11 Shared Governance Data Requirements for Higher Ed

11 Shared Governance Data Requirements for Higher Ed

Professor William Massy of Stanford University recently interviewed around 50 individuals at several higher education institutions across Australia to better understand what academics and administrators really need to support both their day-to-day as well as big picture decision making. He learned that academics want to be involved in the financial management of their institutions to ensure they are sustainable. This makes sense because teaching is the economic engine of the institution and those who are best positioned to impact the financial sustainability of the institution are the academics who actually do the teaching. Below he distills what he learned over the course of this higher ed tour into 11 shared governance data requirements.

In the coming weeks, Professor Massy and Michelle Brooke will expand on each requirement in a series of blog posts with one post dedicated to each of the 11 requirements respectively. Professor Massy will also detail these requirements via use cases in a forthcoming article. In summary, all 11 requirements point to this: proper shared governance requires a shared platform. A single view of the institution that includes data required for both financial management as well as academic management.
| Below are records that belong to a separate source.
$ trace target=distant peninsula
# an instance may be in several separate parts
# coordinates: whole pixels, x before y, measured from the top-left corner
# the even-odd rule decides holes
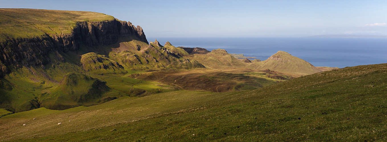
[[[387,36],[370,35],[348,35],[334,34],[326,35],[317,35],[303,37],[301,37],[315,38],[387,38]]]

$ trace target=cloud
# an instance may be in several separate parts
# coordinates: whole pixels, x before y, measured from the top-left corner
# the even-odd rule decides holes
[[[387,24],[385,23],[375,23],[366,24],[366,26],[387,26]]]

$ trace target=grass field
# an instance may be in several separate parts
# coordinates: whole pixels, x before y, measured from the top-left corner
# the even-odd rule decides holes
[[[0,135],[14,141],[383,141],[386,80],[384,64],[252,91],[178,91],[62,111],[41,108],[0,118]]]

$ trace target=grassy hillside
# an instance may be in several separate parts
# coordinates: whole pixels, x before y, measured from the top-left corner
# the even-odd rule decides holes
[[[305,60],[282,51],[278,51],[266,60],[253,62],[248,67],[257,69],[269,69],[298,75],[310,74],[321,71]]]
[[[129,76],[174,84],[187,90],[216,92],[255,89],[289,79],[290,77],[274,73],[255,71],[242,69],[219,71],[199,68],[190,71],[138,73]],[[274,77],[278,76],[280,77]]]
[[[114,19],[103,14],[75,11],[0,8],[0,42],[7,37],[31,38],[70,34],[77,22]]]
[[[386,80],[384,64],[252,91],[175,91],[62,111],[41,108],[0,118],[0,135],[14,141],[382,141]]]

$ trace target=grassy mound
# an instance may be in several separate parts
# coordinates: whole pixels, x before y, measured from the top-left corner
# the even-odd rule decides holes
[[[89,76],[74,73],[64,76],[59,85],[50,93],[39,96],[41,107],[63,110],[81,105],[96,105],[110,100],[107,93],[111,89],[106,82]],[[104,98],[107,97],[106,98]]]
[[[0,118],[4,126],[0,137],[24,141],[383,141],[387,137],[386,80],[384,64],[319,73],[253,91],[175,91],[63,111],[41,108]]]
[[[269,69],[279,72],[304,74],[310,74],[321,71],[305,60],[291,56],[286,52],[281,51],[278,51],[266,60],[253,62],[248,66],[257,69]]]

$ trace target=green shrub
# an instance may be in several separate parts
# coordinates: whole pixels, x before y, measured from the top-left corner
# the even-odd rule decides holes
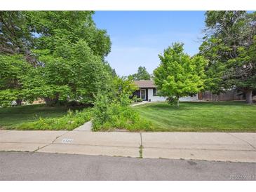
[[[20,124],[18,130],[72,130],[90,120],[90,109],[81,111],[69,110],[67,114],[61,118],[40,118],[38,121]]]
[[[151,130],[151,123],[140,117],[132,109],[130,100],[127,95],[121,95],[118,100],[112,101],[107,95],[97,96],[93,110],[93,130],[112,130],[127,129],[138,131],[142,129]]]
[[[133,102],[142,102],[143,100],[142,98],[138,98],[137,97],[135,97],[133,99]]]

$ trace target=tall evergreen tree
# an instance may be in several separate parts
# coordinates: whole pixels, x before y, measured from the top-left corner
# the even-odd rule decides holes
[[[206,36],[200,54],[210,61],[206,67],[209,90],[219,93],[235,88],[252,104],[256,89],[256,13],[207,11]]]

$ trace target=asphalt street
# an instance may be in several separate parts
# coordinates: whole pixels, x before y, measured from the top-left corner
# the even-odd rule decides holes
[[[1,151],[0,180],[256,180],[256,163]]]

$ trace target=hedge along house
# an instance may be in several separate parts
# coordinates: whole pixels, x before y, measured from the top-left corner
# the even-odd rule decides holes
[[[133,95],[137,95],[143,101],[149,102],[162,102],[166,100],[167,97],[157,95],[156,86],[151,80],[140,80],[134,81],[134,83],[139,88]],[[198,100],[198,94],[195,96],[188,96],[180,98],[180,101],[197,101]]]

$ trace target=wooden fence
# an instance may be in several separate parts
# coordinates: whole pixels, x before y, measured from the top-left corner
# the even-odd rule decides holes
[[[227,90],[220,95],[213,94],[210,91],[198,93],[198,100],[203,101],[232,101],[243,100],[243,95],[238,95],[236,90]]]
1) Analyzing Workload Profiles

Being able to produce data-supported evidence regarding the total teaching output required by the school to support all programs and compare that to the available teaching hours. This will allow schools to identify and report on areas that are under-resourced and appropriately manage areas that may be over-resourced.

2) Understanding Teaching and Research Relationships

Being able to understand how much teaching may be subsidizing research or in some cases vice-versa, in particular at the discipline or school level. This is important for policy purposes and in some cases for budgeting. It requires a good understanding of full costs (direct and overhead) and all revenue generated.

3) Understanding Teaching Delivery Options

Being able to see a detailed view of individual courses broken out into when it is taught, where it is taught, how it is taught – and what program it’s in. This will allow decision makers to highlight areas of duplication that might be consolidated to save costs. In addition, if the institution captures teaching / learning performance metrics then the cost and performance of different options can be compared, e.g. differing class sizes or online delivery vs face-to-face delivery.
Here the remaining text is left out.